– Байчитич, он – со стороны моей бабушки, один из многих детей многочисленных бабушкиных братьев и сестер, но единственный, с которым отца, полуиностранца, связала дружба по приезде из Москвы. «Здравствуй», – говорит Драган, окидывая меня одним взглядом и крепко, цепко, как птица когтями, обнимая меня за плечи. Он – мой дядя и видит меня впервые, но когда-то давным-давно, когда меня еще не было или когда я еще только появилась, он видел мою маму. Иногда между посылкой и следствием, столь быстро идущими друг за другом в логике, в нашем человеческом мире должно пройти лет тридцать. Он крепко берет меня за плечи, точно хочет знать меня на вес.
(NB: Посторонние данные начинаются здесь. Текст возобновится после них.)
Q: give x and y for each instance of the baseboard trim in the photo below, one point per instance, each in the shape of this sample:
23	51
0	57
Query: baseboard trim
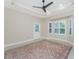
22	43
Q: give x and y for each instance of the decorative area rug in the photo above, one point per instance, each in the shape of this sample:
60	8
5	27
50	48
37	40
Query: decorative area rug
39	50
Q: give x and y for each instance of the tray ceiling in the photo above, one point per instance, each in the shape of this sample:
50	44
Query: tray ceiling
57	8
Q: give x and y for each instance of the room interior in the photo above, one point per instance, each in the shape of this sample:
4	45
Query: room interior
39	25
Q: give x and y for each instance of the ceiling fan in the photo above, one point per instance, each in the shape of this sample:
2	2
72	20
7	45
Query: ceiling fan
44	6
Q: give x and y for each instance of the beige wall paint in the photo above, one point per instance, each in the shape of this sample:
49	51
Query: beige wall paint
18	26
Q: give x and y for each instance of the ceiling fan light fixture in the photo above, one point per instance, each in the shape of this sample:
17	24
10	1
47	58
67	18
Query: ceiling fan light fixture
61	6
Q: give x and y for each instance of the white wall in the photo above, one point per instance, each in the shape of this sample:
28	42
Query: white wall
18	26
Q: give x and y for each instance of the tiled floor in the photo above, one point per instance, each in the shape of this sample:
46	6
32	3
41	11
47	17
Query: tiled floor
39	50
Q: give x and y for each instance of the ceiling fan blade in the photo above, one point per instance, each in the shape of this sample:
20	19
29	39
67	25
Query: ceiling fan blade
36	7
44	9
43	1
48	4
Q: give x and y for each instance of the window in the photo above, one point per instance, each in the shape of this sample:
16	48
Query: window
50	27
59	27
70	26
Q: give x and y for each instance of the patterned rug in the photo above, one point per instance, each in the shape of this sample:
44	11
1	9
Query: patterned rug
39	50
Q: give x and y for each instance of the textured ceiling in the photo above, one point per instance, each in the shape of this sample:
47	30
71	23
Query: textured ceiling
58	7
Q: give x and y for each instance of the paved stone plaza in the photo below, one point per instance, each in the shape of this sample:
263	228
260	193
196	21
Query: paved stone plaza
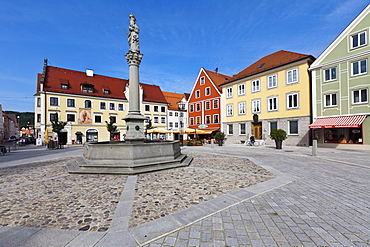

Это касание я узнаю самими костями, кожей, нервами, так, видимо, касаются Байчитичи, уча узнавать их на ощупь. И может, не случайно Драган – театральный режиссер. Вероятно, им всем свойственно глубоко театральное чувство жизни, наматывающее реальность, как разноцветные ленты, вокруг стержня их поразительного чувства силы собственного телесного присутствия в мире.
54. Университет
Вглубь – на сцену, каковая задернута черным занавесом, скрывающим ее от зрительного зала. У стены, за школьными партами уже сидит несколько человек. На партах – полные пепла и окурков, запыленные тяжелые стеклянные пепельницы, что тут же напомнило мне кафедры в Московском университете. Это смешение взрослого и детского не может не радовать. Университет, институт – то, где взрослое встречается с молодым и образует странные, переходные формы совместности, такие как пепельница на парте, оставленный пепел, говорящий о вечной юности и о ее уходе. Молодые только начинают зажигать жизнь, как бы дотягивая себя до взрослости, старые, наоборот, длят огонь остывающей жизни, пускают красивые кольца дыма, задерживая, околдовывая юность.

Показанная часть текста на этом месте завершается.